We are pleased to announce RNAcentral release 24, which features a major update to the tmRNA Website, improvements to our genome browser and updates to LitScan and LitSumm. LitSumm now generates summaries using GPT4. Read on for the details.
Welcome tmRNA Website 2.0
Recently, the tmRNA Website has undergone two major changes. First, they have overhauled how they identify tmRNA sequences. They have provided a new dataset, which now provides RNAcentral 96,670 sequences, which are extensively annotated with functional features. For example:
Show above is an example of Candidatus Gastranaerophilaceae tmRNA (URS0002856755/3022868)
Secondly, the tmRNA Website is no longer updated and all data is now hosted at RNAcentral. We will continue to host and update this data as normal. You can browse the tmRNA data by searching expert_db:”tmRNA Website”.
Improved taxonomic search
We have improved our taxonomic search to allow users to more easily find sequences of interest. In our last release we made it possible for users to search for subspecies, but this wasn’t very user friendly. Now there is an option to find all sequences from that taxon or any subspecies right in the taxonomic search box. For example this search can now find all E. coli and subspecies, like E. coli K-12.
Here is an example of searching for: (TAXONOMY:"562" OR lineage_path:"562"). There is now a simple button to push to get taxonomy aware search.
This change applies to all taxonomic levels, so searching for all sequences for bacterial rRNAs is as easy as (TAXONOMY:"2" OR lineage_path:"2") AND so_rna_type_name:"RRNA". Currently, users have to choose to use subspecies searching, but this may change in the future. Try it out and let us know if you have any feedback!
LitScan updates
LitScan is our text mining tool and is used to associate papers with the RNA sequences they mention. We use our comprehensive collection of RNA names to associate sequences with papers.
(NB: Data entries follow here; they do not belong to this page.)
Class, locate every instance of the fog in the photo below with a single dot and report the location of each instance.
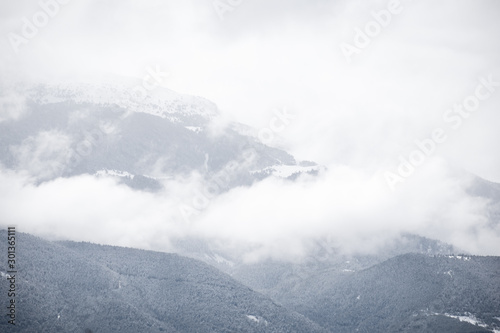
(359, 115)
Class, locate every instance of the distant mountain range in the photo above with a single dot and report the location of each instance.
(73, 287)
(414, 284)
(103, 130)
(83, 287)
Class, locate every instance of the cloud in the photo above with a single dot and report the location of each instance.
(12, 105)
(44, 156)
(356, 118)
(274, 218)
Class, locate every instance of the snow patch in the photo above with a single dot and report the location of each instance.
(285, 171)
(115, 173)
(257, 319)
(195, 129)
(220, 260)
(459, 257)
(469, 318)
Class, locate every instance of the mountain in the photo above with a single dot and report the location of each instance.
(407, 293)
(83, 287)
(70, 129)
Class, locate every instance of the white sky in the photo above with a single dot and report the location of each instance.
(286, 53)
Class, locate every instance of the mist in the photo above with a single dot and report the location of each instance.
(357, 115)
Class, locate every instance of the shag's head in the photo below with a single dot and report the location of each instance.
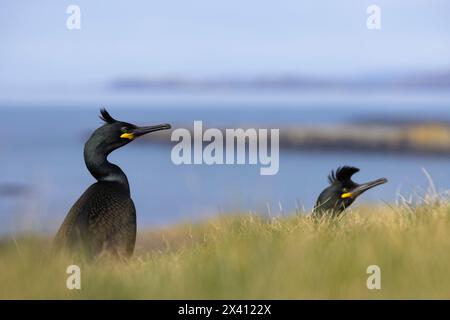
(342, 191)
(115, 134)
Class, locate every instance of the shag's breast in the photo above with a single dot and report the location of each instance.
(103, 218)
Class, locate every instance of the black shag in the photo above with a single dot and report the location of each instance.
(104, 217)
(342, 192)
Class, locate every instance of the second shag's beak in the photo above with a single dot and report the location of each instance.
(140, 131)
(360, 189)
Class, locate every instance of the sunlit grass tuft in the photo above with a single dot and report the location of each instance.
(251, 257)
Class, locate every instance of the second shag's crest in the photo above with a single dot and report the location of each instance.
(105, 116)
(342, 174)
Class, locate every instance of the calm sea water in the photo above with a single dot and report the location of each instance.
(42, 148)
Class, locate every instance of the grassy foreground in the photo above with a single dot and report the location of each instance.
(250, 257)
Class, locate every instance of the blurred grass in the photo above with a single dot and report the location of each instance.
(251, 257)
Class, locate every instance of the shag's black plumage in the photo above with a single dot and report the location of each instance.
(342, 191)
(104, 217)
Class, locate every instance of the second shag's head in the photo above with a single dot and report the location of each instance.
(342, 191)
(115, 134)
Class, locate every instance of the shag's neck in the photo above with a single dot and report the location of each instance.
(98, 165)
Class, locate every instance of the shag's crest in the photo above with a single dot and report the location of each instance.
(342, 174)
(105, 116)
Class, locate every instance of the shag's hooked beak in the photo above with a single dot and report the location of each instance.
(360, 189)
(140, 131)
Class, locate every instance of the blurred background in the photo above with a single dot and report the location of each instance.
(339, 92)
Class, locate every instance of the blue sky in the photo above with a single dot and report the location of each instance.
(200, 38)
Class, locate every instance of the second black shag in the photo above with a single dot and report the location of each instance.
(342, 192)
(104, 217)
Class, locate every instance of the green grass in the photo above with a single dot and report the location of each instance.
(250, 257)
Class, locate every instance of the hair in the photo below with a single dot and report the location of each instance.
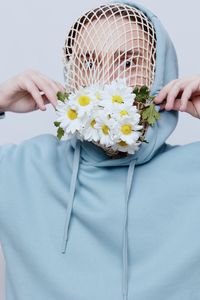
(105, 11)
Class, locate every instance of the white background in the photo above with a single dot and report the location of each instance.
(32, 36)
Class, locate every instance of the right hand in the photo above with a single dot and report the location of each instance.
(22, 93)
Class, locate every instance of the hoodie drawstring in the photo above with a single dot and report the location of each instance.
(75, 167)
(125, 231)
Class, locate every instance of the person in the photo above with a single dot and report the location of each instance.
(128, 226)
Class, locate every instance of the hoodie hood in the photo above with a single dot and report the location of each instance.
(156, 135)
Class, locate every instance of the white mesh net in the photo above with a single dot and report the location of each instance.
(109, 42)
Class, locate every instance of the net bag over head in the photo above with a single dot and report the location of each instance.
(109, 42)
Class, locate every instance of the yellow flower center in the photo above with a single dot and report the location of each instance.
(105, 129)
(92, 123)
(117, 99)
(123, 143)
(72, 114)
(126, 129)
(123, 112)
(84, 100)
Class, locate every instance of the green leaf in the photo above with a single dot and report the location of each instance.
(150, 114)
(142, 93)
(56, 123)
(60, 133)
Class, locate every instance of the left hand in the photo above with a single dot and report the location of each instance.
(181, 94)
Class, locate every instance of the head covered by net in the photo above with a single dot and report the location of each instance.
(109, 42)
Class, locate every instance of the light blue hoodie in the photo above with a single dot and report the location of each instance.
(78, 225)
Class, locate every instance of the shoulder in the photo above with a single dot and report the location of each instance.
(42, 146)
(190, 150)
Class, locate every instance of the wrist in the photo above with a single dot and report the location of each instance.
(2, 98)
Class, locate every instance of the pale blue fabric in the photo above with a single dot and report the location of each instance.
(78, 225)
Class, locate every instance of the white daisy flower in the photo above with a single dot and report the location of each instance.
(84, 99)
(125, 111)
(69, 117)
(105, 126)
(89, 131)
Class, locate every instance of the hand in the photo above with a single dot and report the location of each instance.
(181, 94)
(28, 91)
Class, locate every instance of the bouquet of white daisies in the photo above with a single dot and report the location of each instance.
(113, 116)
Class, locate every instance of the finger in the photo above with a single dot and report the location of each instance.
(187, 94)
(175, 90)
(33, 90)
(49, 89)
(163, 93)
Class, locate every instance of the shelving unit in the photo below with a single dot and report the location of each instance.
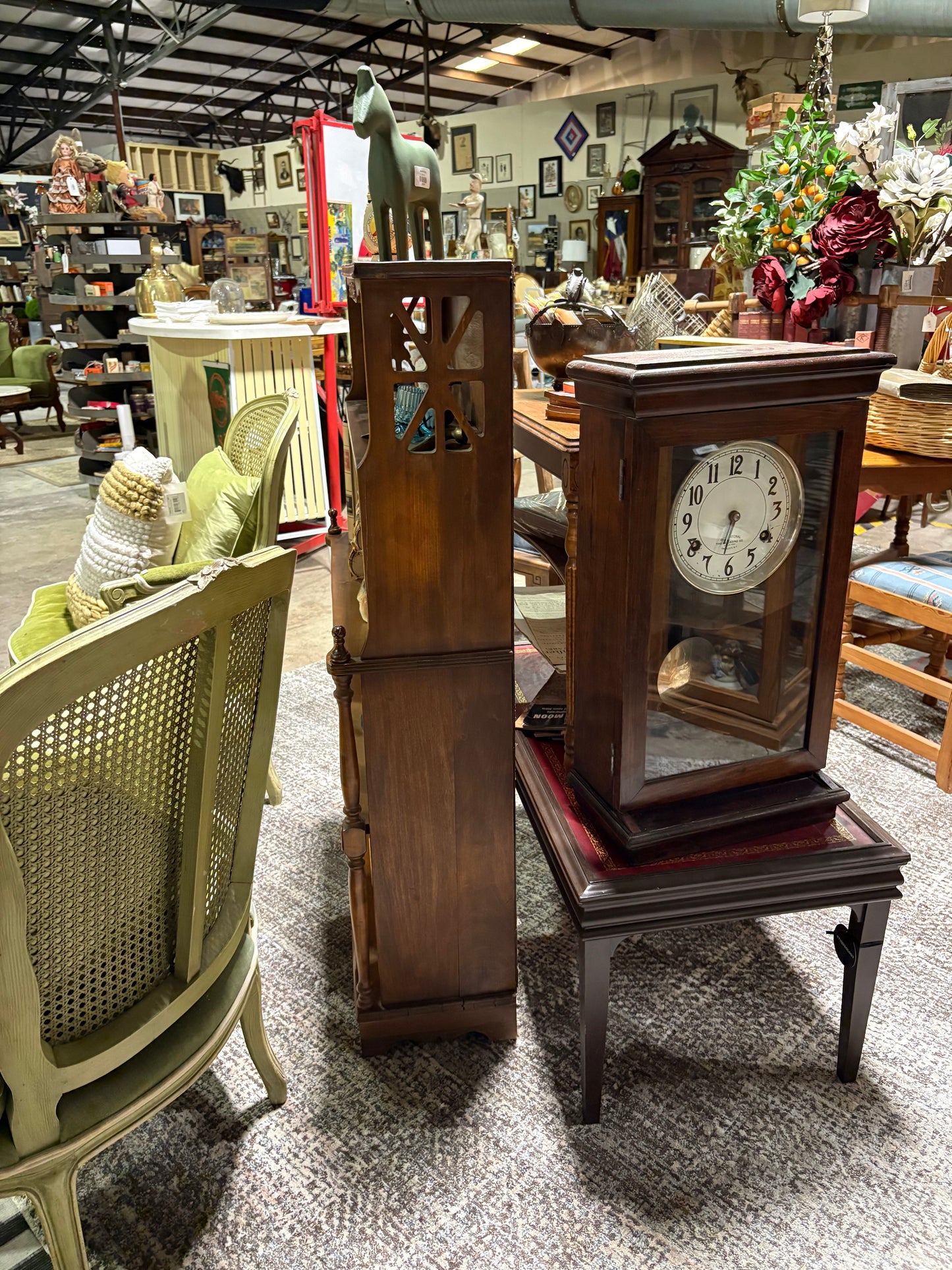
(96, 246)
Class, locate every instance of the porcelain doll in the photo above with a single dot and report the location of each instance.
(68, 188)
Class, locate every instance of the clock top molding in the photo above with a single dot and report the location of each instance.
(675, 382)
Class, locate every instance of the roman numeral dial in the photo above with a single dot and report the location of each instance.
(737, 517)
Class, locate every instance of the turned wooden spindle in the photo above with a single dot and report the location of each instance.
(353, 835)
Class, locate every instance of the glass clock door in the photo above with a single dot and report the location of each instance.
(735, 600)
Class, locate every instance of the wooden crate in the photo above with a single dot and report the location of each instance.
(767, 113)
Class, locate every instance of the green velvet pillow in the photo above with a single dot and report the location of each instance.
(224, 507)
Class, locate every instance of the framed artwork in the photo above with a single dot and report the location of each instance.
(605, 120)
(550, 177)
(571, 136)
(596, 159)
(580, 231)
(694, 108)
(283, 173)
(253, 279)
(462, 144)
(190, 208)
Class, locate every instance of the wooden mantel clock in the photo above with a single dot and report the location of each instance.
(716, 501)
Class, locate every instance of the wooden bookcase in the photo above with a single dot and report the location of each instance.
(426, 685)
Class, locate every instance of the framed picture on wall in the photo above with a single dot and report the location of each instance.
(283, 173)
(462, 144)
(550, 177)
(605, 120)
(190, 208)
(580, 231)
(596, 159)
(694, 108)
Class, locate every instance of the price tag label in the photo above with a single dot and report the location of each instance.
(177, 502)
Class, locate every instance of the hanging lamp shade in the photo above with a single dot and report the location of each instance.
(816, 12)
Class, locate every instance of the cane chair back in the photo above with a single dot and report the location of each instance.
(132, 774)
(257, 442)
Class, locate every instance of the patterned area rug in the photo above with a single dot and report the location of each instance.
(727, 1141)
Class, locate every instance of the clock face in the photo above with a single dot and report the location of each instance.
(737, 517)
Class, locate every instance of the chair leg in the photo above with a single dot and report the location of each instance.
(594, 971)
(838, 694)
(867, 929)
(272, 786)
(260, 1048)
(937, 660)
(55, 1199)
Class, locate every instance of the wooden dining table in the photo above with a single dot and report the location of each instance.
(553, 445)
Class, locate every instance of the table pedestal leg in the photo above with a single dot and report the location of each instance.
(571, 544)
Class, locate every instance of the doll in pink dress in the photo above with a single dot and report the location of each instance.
(68, 190)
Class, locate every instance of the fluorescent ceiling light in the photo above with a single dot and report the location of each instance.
(478, 64)
(516, 46)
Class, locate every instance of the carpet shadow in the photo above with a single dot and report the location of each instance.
(712, 1120)
(150, 1197)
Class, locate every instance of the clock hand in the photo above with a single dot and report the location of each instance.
(733, 520)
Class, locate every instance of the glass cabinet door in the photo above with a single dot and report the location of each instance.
(665, 223)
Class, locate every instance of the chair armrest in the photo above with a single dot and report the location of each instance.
(34, 362)
(116, 594)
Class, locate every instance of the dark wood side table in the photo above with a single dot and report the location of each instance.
(849, 861)
(12, 398)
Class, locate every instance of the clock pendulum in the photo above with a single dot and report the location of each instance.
(712, 558)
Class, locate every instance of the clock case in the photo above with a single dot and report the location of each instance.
(635, 408)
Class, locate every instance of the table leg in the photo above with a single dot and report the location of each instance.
(594, 969)
(571, 544)
(900, 540)
(867, 927)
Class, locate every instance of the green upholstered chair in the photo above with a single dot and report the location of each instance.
(132, 768)
(257, 442)
(32, 366)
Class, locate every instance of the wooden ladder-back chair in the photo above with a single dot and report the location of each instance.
(132, 768)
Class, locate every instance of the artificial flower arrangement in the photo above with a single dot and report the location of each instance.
(819, 198)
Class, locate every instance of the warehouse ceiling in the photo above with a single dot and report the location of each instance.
(227, 74)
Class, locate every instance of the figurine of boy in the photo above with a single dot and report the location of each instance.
(472, 205)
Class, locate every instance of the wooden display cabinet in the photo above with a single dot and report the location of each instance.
(681, 179)
(426, 682)
(623, 215)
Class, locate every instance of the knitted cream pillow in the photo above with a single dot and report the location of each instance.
(128, 531)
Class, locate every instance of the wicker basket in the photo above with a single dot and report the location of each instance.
(917, 427)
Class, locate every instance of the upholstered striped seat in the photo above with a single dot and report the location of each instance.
(926, 579)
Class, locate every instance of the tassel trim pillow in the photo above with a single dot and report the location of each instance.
(128, 531)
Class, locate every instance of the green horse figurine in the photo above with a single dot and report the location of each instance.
(403, 175)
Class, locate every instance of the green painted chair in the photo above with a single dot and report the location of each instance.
(32, 366)
(134, 756)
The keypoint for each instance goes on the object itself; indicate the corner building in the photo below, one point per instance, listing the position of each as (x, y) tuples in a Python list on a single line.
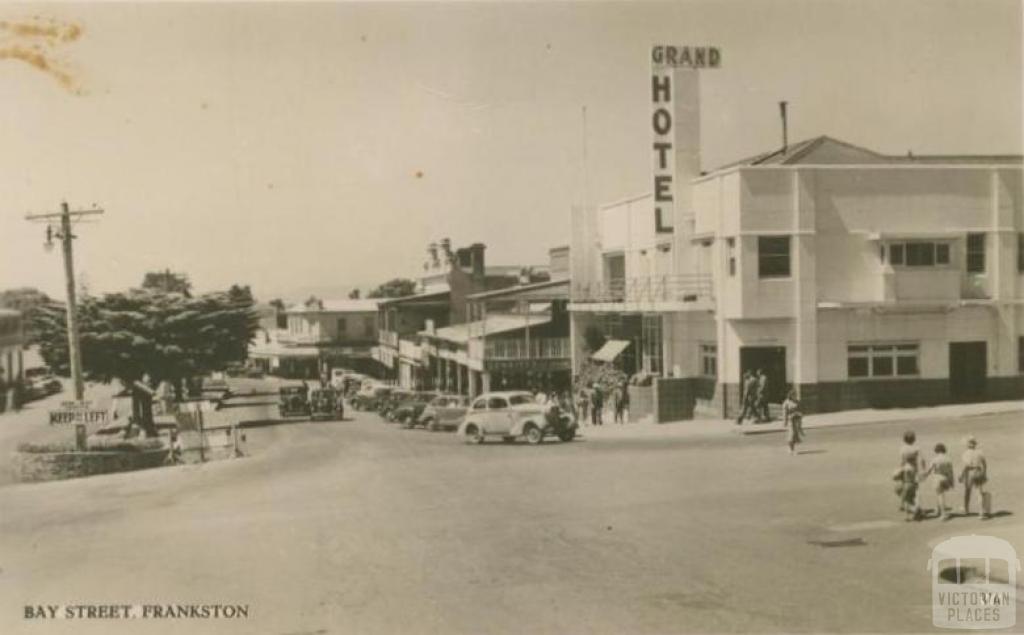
[(859, 279)]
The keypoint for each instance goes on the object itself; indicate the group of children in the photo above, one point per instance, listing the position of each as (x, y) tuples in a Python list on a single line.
[(913, 470)]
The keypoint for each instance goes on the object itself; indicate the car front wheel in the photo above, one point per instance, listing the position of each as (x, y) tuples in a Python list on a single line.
[(534, 434), (474, 435)]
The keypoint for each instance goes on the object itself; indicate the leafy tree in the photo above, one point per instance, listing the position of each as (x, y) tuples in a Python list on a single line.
[(395, 288), (153, 336), (279, 308), (168, 282)]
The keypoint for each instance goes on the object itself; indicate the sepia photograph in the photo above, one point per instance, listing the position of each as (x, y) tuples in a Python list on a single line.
[(563, 318)]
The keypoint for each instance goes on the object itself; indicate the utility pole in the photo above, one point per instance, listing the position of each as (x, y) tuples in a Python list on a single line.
[(65, 234)]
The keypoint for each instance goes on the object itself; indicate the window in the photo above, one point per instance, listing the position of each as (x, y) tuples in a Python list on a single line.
[(773, 256), (709, 360), (976, 253), (921, 254), (651, 344), (916, 253), (882, 361)]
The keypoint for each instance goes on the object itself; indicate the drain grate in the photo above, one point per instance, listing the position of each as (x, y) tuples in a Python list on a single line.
[(850, 542)]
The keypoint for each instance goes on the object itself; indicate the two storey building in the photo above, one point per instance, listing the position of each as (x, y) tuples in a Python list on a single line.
[(858, 279)]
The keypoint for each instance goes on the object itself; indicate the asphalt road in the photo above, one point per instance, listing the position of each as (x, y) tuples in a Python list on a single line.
[(359, 526)]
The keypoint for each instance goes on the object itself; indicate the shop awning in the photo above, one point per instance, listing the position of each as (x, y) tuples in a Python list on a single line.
[(610, 350)]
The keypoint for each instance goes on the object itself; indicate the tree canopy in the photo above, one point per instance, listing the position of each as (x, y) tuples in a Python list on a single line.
[(395, 288), (151, 334), (168, 282)]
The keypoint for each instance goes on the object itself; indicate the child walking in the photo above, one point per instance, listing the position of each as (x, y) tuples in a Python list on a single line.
[(974, 475), (793, 420), (906, 476), (941, 467)]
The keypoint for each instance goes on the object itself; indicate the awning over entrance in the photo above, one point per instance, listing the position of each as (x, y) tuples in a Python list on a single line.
[(610, 350)]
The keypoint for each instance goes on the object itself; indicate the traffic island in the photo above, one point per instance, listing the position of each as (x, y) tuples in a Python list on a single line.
[(42, 462)]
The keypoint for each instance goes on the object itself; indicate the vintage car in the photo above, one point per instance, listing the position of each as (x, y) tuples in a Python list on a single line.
[(444, 413), (387, 405), (293, 401), (370, 395), (512, 415), (326, 405), (408, 411)]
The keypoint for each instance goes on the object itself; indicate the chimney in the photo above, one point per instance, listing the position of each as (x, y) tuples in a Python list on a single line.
[(785, 132), (476, 258)]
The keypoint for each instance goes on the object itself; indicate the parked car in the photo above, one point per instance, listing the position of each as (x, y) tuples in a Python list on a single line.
[(511, 415), (293, 401), (326, 405), (338, 377), (443, 413), (408, 412), (370, 395), (388, 404), (41, 382)]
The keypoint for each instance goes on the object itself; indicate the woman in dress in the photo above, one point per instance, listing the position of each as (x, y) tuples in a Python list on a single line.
[(910, 465), (793, 420)]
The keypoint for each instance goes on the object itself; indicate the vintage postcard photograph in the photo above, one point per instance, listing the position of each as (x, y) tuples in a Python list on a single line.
[(508, 318)]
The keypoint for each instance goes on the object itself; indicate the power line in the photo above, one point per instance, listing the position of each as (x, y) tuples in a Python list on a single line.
[(64, 233)]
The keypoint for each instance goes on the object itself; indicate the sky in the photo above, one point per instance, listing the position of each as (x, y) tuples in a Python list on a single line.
[(318, 146)]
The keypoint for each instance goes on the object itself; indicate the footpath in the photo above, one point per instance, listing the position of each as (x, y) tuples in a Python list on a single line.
[(715, 427)]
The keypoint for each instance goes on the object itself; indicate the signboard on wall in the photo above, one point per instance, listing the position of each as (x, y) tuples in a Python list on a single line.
[(676, 144)]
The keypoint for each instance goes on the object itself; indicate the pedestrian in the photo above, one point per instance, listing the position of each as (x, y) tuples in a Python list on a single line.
[(796, 428), (910, 465), (941, 468), (583, 405), (625, 389), (793, 420), (749, 396), (974, 475), (619, 405), (790, 406), (761, 406), (596, 405)]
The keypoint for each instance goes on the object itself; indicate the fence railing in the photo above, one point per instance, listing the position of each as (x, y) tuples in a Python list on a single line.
[(539, 348), (674, 288)]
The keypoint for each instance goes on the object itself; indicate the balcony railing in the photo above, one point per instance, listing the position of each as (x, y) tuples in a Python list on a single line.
[(539, 348), (675, 288), (388, 338), (299, 338), (410, 349)]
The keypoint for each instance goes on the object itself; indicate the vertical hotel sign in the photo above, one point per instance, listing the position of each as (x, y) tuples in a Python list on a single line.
[(670, 101)]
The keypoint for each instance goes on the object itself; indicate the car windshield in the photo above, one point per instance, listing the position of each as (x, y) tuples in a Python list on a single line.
[(519, 399)]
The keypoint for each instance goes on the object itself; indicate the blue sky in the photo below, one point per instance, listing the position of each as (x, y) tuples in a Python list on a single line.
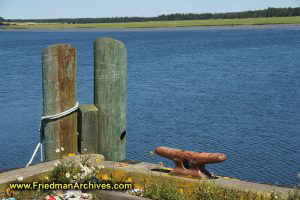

A significant increase in the number of articles was observed in this release. The number of papers increased from 915 thousand to 1.1 million, and there are 2.5 million sequences with associated papers. Additionally, LitScan actively monitors retracted articles, promptly eliminating them from the results. Over the last three months, approximately 1,000 articles have been retracted. You can browse all sequences with associated papers here: RNA AND has_lit_scan:"True".
LitSumm updates
LitSumm, our tool to produce gene summaries for ncRNAs, has been updated to use GPT4. As part of the update, we worked with Sam Griffiths-Jones to help validate selected miRNA summaries. Thanks Sam! Overall, the change to GPT4 has brought some impressive improvements. You can read the details in our updated pre-print or browse the summaries.
We are looking forward to expanding LitSumm to as many RNAs as possible. We also have a prototype API for fetching these summaries and would be interested in feedback on it. If you have any feedback on the summaries or would like to use LitSumm on your site, please get in contact.
Database updates
These databases were updated in this release to the version stated below:
Ensembl 110 -> 111
Ensembl Fungi 57 -> 58
Ensembl Metazoa 57 -> 58
Ensembl Plants 57 -> 58
Ensembl Protists 57 -> 58
Ensembl/GENCODE human 42/mouse M31 -> human 45/mouse M34
FlyBase FB2023_05 -> FB2024_01
GeneCards 5.18 -> 5.19
lncRNAdb 221 -> 223
MalaCards 5.18 -> 5.19
Rfam 14.9 -> 14.10
RefSeq 221 -> 223
The below databases were imported at their latest version as of 2024-02-20
ENA
HGNC
IntAct
PDBe
PomBase
SGD
SRPDB
tmRNA Website
WormBase
ZFIN
Website updates
Various minor errors have been rectified on the website, including the previously missing thin lines denoting introns in the RNAcentral genomic coordinates data. Should you encounter any inaccuracies, kindly inform us.